The functions are all documented in the package and the inputs are explained, but here are a few examples of commands you could run.
library(googleTagManageR)
library(dplyr)
#Update all your GTM Accounts to disable anonymous sharing of data
accounts <- gtm_accounts_list()
for(i in 1:nrow(accounts)){
gtm_accounts_update(accounts$accountId[i], shareData=FALSE)
}
#Create standard folders in all your containers and categorise tags
#Get all accounts you have access to
accounts <- gtm_accounts_list()
for(i in 1:nrow(accounts)){
#Get all containers in each account
accountId <- accounts$accountId[i]
containers <- gtm_containers_list(accountId)

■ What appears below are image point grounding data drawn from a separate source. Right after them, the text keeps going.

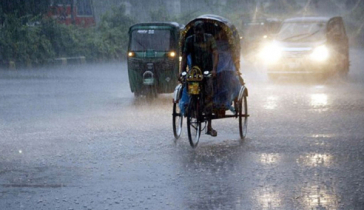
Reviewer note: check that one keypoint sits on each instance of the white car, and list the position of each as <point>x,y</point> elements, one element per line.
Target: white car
<point>308,45</point>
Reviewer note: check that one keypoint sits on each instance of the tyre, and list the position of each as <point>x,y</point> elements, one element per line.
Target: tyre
<point>243,117</point>
<point>177,121</point>
<point>194,122</point>
<point>151,93</point>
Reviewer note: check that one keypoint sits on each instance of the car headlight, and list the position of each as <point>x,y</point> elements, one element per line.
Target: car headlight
<point>271,53</point>
<point>320,53</point>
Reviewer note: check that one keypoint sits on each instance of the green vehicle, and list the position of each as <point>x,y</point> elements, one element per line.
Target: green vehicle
<point>153,58</point>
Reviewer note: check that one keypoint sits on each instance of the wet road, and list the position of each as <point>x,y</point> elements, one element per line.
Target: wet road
<point>75,138</point>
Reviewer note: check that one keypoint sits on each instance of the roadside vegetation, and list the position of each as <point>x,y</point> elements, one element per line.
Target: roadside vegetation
<point>39,40</point>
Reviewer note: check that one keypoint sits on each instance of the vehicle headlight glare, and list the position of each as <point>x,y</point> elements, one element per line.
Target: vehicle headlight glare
<point>271,53</point>
<point>320,53</point>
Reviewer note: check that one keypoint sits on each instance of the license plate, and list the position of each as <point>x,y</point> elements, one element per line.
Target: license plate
<point>193,88</point>
<point>148,81</point>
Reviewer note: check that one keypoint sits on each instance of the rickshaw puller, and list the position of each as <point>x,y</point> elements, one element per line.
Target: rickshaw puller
<point>202,48</point>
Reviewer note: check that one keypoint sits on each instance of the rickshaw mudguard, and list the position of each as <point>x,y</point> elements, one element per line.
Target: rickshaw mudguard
<point>177,93</point>
<point>243,92</point>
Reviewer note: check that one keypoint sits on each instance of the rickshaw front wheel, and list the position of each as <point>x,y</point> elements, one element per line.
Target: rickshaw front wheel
<point>243,116</point>
<point>177,120</point>
<point>194,122</point>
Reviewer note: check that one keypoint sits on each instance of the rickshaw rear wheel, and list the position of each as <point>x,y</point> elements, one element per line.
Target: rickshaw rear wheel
<point>243,117</point>
<point>194,122</point>
<point>177,120</point>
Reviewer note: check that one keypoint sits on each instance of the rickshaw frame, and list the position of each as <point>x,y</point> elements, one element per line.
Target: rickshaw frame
<point>240,102</point>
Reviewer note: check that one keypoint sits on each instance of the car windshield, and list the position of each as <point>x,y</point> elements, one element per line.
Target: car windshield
<point>301,31</point>
<point>158,40</point>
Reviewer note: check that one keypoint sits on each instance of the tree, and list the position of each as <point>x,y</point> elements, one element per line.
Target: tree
<point>22,8</point>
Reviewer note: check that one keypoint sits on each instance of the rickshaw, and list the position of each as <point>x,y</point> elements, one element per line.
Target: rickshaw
<point>193,81</point>
<point>153,58</point>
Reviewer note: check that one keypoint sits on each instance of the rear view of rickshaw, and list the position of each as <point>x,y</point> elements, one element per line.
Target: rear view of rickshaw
<point>153,58</point>
<point>230,95</point>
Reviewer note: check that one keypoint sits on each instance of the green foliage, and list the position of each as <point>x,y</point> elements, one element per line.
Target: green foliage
<point>48,39</point>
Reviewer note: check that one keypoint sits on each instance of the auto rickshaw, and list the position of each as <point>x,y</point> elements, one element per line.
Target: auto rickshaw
<point>230,97</point>
<point>153,58</point>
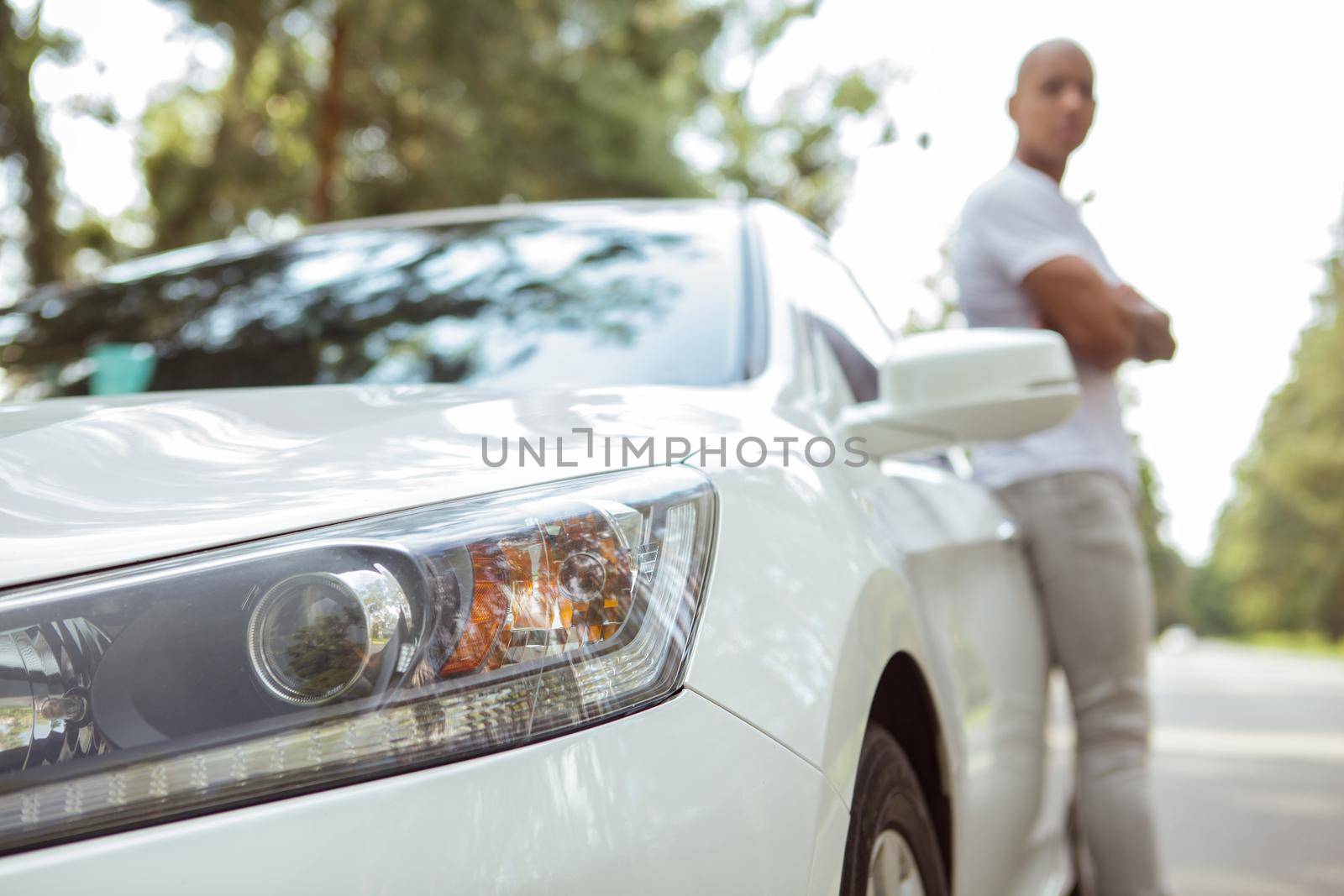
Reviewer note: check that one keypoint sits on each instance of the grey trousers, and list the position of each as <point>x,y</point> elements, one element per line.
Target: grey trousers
<point>1086,553</point>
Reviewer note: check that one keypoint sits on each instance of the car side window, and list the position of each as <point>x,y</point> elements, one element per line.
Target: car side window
<point>842,315</point>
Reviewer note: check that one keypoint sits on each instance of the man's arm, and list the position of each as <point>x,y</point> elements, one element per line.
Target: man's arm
<point>1102,324</point>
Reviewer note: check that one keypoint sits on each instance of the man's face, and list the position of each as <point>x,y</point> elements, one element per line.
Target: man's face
<point>1054,102</point>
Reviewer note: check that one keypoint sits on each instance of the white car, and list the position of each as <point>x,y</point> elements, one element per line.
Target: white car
<point>528,550</point>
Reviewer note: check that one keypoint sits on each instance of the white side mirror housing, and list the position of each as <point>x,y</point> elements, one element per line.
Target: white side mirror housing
<point>965,385</point>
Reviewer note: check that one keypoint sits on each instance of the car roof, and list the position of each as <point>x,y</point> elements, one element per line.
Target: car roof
<point>217,250</point>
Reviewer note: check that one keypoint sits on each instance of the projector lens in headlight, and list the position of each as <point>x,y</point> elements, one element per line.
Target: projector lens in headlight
<point>312,637</point>
<point>343,653</point>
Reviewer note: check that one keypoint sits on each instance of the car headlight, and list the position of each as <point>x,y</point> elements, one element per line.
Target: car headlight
<point>343,653</point>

for(j in 1:nrow(containers)){
containerId <- containers$containerId[j]
#Create a new workspace in the container
new_workspace <- gtm_workspaces_create(account_id = accountId,
container_id = containerId,
name = "New Folder Structure",
description = "Creating new folders for all the tags")
workspaceId <- new_workspace$workspaceId
#Get All the tags in your workspace
tags <- gtm_tags_list(account_id = accountId,
container_id = containerId,
workspace_id = workspaceId)
# Create the first folder
folder <- gtm_folders_create(account_id = accountId,
container_id = containerId,
workspace_id = workspaceId,
name = "Analytics Tags",
notes = "For Google Analytics Tags
)
#Move the relevant tags/triggers/variable into the new folder
analytics_tags <- tags %>% filter(type == 'ua')
gtm_folders_move(account_id = accountId,
container_id = containerId,
workspace_id = workspaceId,
folder_id = folder$folderId,
tags = analytics_tags$tagId)
#Repeat folder creation and element movement for all folders and tags/triggers/variables…
#Create a new version of the container
version <- gtm_workspaces_submit(account_id = accountId,
container_id = containerId,
workspace_id = workspaceId,
name = "New Folder Structure",
notes = "Creating new folders for all the tags")
#Publish the new folders into the default workspace
newVersion <- gtm_versions_publish(account_id = accountId,
container_id = containerId,
version_id = version$containerVersionId)
}
}
These are just a couple of examples of using the API to make changes on scale. In a future blog post I will be posting the code I use to set up a GDPR Compliant OneTrust implementation, but that is a script worthy of its own post (also, I’m still perfecting that one.)